I invented Morning Pages when my daughter was a toddler and I was feeling overwhelmed by her demands for my attention.
I began getting up earlier than my daughter and taking myself quickly to the page. I was having a feeling common to many new mothers: I don’t know who I am anymore. The Pages helped me make contact with myself.
I often think of Morning Pages as a form of meditation uniquely suited to hyperactive Westerners. It is very difficult for most of
us to sit for twenty minutes and do nothing. Pages allow you to sit and do something. With Pages we are saying, ‘This is what I like, this is what I don’t like. . . . This is what I want more of, this is what I want less of.’ It is as if we are sending a telegram to the Universe.
I urge you to try Morning Pages, and discover the results for yourself.
“The commitment to planned “fun” can be a highlight of the week—and one of the most important parts of developing consistency and wonder in the lives of our children”
2 Creative Expedition—a once-weekly dual adventure that the parent and child plan, look forward to, and take together
A Creative Expedition doesn’t need to be large, but it does need to be festive. The point is to refill our spiritual coffers. When looking for ideas for Creative Expeditions, think whimsy, frivolity, fun. Depending on the age of your children, they may be actively involved in choosing the destination. Natasha, a stay-at-home mother, started taking Creative Expeditions when her child was still an infant. ‘I knew I needed to get out of the house. The fresh air was good for me and for my daughter. I would put her in her carrier and venture out to a place that I would enjoy. Sometimes it was a museum; sometimes it was a shoe store. As my daughter got older, she helped me choose the adventures. I took her to toy stores, aquariums and concerts. Even though I might have done this anyway, the act of making a point of it, planning the outing and looking forward to it, made all the difference.

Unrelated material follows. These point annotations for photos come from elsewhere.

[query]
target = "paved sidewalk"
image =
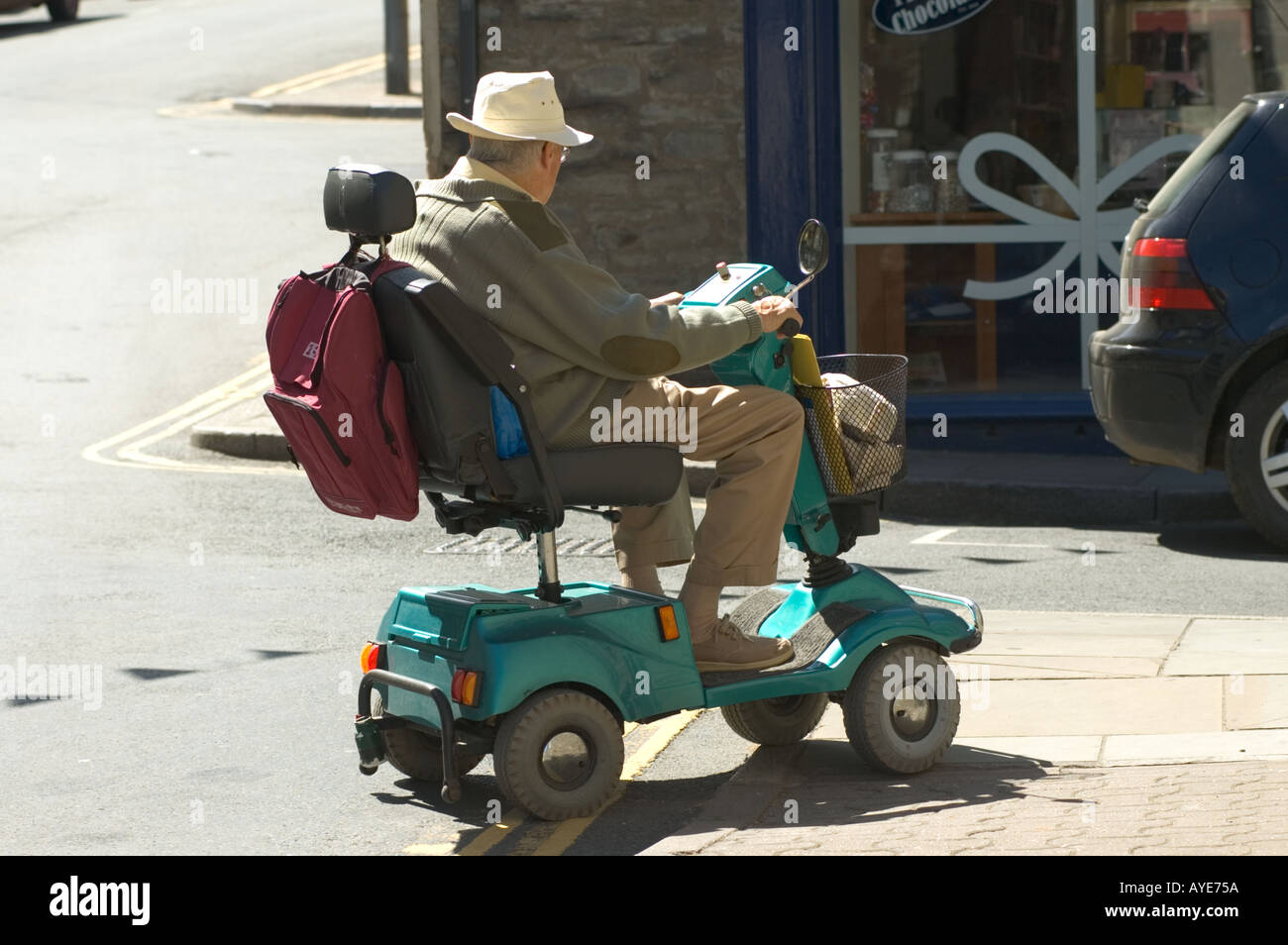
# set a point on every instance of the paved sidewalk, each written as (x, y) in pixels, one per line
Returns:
(1080, 734)
(1210, 808)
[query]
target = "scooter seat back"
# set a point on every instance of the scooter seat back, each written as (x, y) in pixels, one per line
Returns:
(454, 368)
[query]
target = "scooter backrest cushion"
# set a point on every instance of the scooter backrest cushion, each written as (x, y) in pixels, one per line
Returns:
(368, 201)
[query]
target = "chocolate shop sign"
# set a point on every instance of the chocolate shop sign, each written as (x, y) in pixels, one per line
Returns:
(913, 17)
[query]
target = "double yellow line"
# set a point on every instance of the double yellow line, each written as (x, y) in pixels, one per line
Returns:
(316, 80)
(554, 840)
(127, 448)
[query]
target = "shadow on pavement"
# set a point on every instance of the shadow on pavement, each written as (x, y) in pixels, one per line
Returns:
(8, 30)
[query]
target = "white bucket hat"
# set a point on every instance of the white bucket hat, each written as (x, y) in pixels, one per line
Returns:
(518, 107)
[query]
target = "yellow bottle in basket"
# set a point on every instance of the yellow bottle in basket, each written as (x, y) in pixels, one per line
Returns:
(809, 380)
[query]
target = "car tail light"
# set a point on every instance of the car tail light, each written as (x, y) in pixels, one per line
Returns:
(1167, 278)
(373, 656)
(467, 687)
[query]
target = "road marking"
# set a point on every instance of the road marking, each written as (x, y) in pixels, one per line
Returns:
(129, 445)
(567, 833)
(314, 80)
(493, 834)
(938, 536)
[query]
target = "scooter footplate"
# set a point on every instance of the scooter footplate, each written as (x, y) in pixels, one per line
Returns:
(807, 644)
(752, 612)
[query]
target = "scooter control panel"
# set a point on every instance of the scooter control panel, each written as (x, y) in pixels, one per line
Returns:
(737, 280)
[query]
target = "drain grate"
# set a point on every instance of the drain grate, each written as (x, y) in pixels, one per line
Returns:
(483, 545)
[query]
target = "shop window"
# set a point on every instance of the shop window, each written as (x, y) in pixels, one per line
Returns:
(1162, 68)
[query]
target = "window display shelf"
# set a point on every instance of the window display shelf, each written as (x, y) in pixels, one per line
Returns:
(953, 352)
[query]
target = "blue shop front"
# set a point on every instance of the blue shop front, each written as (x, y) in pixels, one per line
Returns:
(966, 158)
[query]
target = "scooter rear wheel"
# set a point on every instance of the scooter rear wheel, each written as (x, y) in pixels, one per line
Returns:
(417, 753)
(782, 721)
(902, 708)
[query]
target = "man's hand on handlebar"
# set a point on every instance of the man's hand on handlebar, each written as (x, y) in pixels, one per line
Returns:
(774, 310)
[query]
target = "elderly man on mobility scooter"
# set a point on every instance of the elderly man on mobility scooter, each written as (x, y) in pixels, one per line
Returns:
(544, 679)
(584, 343)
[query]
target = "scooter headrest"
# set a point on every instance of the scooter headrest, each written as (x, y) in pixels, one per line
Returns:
(368, 201)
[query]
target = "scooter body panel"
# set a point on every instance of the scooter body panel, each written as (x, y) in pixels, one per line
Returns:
(606, 640)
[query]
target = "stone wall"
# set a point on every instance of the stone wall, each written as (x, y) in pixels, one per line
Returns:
(661, 78)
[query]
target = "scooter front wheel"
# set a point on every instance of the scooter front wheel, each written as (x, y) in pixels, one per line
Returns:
(902, 708)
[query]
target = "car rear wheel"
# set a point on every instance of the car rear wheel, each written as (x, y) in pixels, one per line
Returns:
(62, 11)
(1256, 464)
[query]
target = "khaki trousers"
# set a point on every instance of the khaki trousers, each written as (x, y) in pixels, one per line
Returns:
(754, 435)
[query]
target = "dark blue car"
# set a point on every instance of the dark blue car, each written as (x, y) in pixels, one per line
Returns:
(1196, 374)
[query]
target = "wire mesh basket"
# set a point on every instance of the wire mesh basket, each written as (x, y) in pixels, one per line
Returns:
(857, 421)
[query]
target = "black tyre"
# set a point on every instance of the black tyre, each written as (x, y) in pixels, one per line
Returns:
(417, 753)
(898, 724)
(782, 721)
(1256, 464)
(62, 11)
(559, 755)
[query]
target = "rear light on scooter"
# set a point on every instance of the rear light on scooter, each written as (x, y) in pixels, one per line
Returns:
(666, 623)
(467, 687)
(1167, 278)
(372, 657)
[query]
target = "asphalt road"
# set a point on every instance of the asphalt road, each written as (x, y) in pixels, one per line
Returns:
(224, 609)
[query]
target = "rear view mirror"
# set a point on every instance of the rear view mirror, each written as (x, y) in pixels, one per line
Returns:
(811, 248)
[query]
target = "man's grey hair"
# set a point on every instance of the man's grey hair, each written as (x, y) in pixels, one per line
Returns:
(515, 156)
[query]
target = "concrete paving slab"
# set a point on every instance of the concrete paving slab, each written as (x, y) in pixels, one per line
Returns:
(1196, 747)
(1220, 645)
(1018, 667)
(1072, 644)
(1256, 702)
(1082, 623)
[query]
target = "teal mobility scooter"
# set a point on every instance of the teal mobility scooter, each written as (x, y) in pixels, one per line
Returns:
(545, 678)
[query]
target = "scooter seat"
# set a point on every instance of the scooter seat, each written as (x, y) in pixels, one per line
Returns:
(618, 473)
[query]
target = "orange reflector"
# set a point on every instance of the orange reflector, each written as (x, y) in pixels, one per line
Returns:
(465, 687)
(666, 621)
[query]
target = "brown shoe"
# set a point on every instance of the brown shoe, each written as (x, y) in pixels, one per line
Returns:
(725, 647)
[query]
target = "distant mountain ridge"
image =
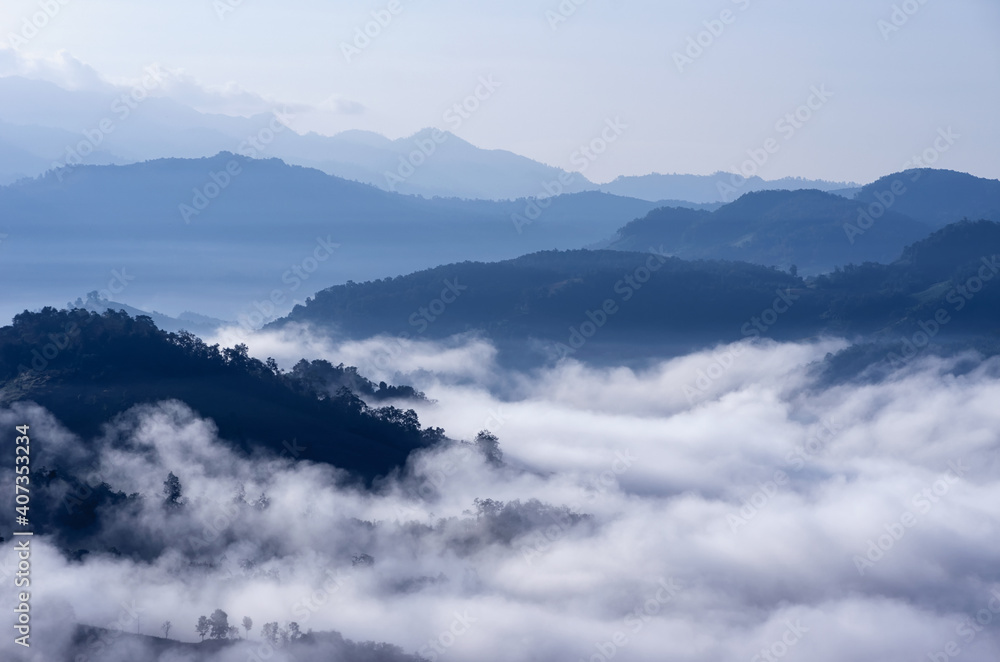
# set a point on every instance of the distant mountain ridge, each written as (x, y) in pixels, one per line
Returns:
(64, 126)
(221, 235)
(721, 187)
(817, 231)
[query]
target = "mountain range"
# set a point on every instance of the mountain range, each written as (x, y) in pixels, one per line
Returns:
(43, 125)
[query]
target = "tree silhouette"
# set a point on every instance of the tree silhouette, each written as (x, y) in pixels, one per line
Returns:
(270, 633)
(488, 444)
(219, 622)
(202, 627)
(172, 491)
(247, 625)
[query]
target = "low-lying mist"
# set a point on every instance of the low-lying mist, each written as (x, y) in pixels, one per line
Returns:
(718, 506)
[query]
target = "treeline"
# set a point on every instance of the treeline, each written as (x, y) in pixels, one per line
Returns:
(87, 368)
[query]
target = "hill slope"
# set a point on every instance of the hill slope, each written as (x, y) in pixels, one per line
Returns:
(806, 228)
(586, 303)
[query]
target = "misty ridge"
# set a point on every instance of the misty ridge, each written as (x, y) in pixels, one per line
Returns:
(403, 336)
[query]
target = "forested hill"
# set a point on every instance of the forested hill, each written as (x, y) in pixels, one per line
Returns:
(818, 231)
(87, 368)
(647, 300)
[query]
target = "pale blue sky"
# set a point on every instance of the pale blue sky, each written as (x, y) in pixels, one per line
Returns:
(610, 59)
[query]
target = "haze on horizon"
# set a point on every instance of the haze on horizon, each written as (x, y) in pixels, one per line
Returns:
(893, 74)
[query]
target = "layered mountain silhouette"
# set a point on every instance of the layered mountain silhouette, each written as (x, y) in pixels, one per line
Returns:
(86, 369)
(587, 303)
(722, 187)
(818, 231)
(219, 234)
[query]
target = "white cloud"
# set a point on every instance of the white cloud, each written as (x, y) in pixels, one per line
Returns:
(783, 578)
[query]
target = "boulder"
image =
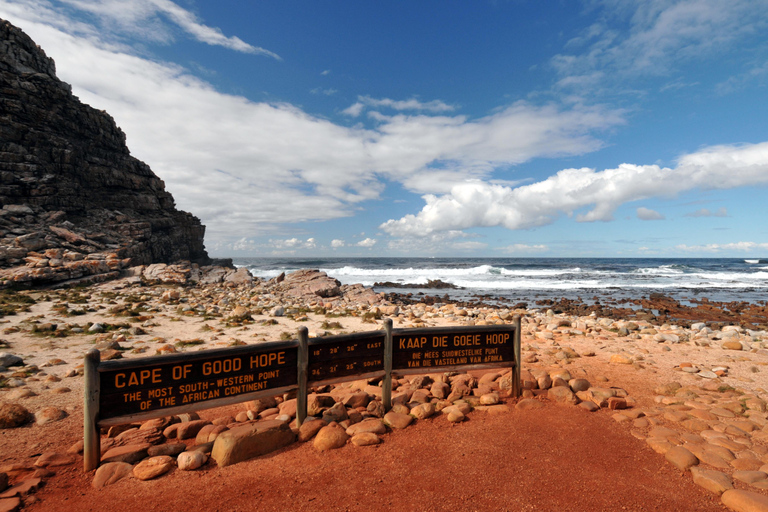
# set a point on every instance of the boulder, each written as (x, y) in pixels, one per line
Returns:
(13, 415)
(248, 441)
(330, 437)
(110, 473)
(153, 467)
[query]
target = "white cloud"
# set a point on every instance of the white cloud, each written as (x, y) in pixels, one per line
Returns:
(368, 242)
(704, 212)
(434, 106)
(662, 34)
(715, 248)
(325, 92)
(524, 249)
(468, 246)
(237, 163)
(647, 214)
(354, 110)
(480, 204)
(294, 243)
(143, 17)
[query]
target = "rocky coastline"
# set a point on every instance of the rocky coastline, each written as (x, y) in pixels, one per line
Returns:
(705, 413)
(75, 206)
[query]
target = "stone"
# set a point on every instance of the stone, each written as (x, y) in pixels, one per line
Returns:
(251, 440)
(365, 439)
(13, 415)
(7, 359)
(111, 472)
(123, 206)
(262, 404)
(309, 428)
(190, 429)
(23, 488)
(489, 399)
(336, 413)
(749, 477)
(374, 426)
(616, 403)
(54, 459)
(577, 385)
(355, 400)
(49, 415)
(375, 408)
(330, 437)
(528, 404)
(746, 464)
(191, 460)
(711, 480)
(171, 449)
(423, 411)
(744, 501)
(153, 467)
(562, 394)
(316, 404)
(681, 458)
(209, 433)
(129, 453)
(397, 420)
(141, 435)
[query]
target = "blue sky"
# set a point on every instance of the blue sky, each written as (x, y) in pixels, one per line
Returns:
(437, 128)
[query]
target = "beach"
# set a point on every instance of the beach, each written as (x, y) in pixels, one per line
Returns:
(51, 330)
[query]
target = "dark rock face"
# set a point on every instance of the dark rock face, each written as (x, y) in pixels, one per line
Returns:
(68, 183)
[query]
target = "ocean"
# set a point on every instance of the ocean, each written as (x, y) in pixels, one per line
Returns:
(512, 280)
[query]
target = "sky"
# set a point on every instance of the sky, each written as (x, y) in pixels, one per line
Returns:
(519, 128)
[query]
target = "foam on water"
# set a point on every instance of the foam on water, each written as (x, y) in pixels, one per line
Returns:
(717, 279)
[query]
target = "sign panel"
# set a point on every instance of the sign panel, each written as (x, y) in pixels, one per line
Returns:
(148, 384)
(335, 357)
(436, 348)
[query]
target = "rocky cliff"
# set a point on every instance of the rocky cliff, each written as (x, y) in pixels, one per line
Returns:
(74, 202)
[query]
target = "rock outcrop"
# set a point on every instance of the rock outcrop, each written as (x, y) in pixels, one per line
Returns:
(73, 201)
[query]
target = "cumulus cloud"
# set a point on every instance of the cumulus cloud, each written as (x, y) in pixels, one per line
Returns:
(714, 248)
(434, 106)
(524, 249)
(647, 214)
(480, 204)
(237, 163)
(142, 17)
(368, 242)
(662, 35)
(294, 243)
(704, 212)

It forced me to come up with a new adventure every week. It’s been one of the favourite things my daughter and I do together.’
For parents of older or multiple children, the act of organizing Creative Expeditions can bring a sense of magic into the home. Minette, a mother of four, rotates which son gets to choose the adventure of the week. ‘My oldest, Cormic, is twelve and loves planning the Creative Expedition,’ Minette says. ‘He’s very protective of his three younger brothers, and he takes pride in choosing something that everyone will enjoy. Having multiple children is a balancing act. But there are adventures that everyone can participate in. It is always a bonding experience for our family. The older my kids get, the more responsibility they take—and the more interested they are in taking responsibility in the first place.’
For parent and child, the commitment to planned “fun” can be a highlight of the week—and one of the most important parts of developing consistency and wonder in the lives of our children. It is important that Creative Expeditions do not evolve into shopping trips. A visit to the zoo or an aquarium is preferable to visiting a toy store.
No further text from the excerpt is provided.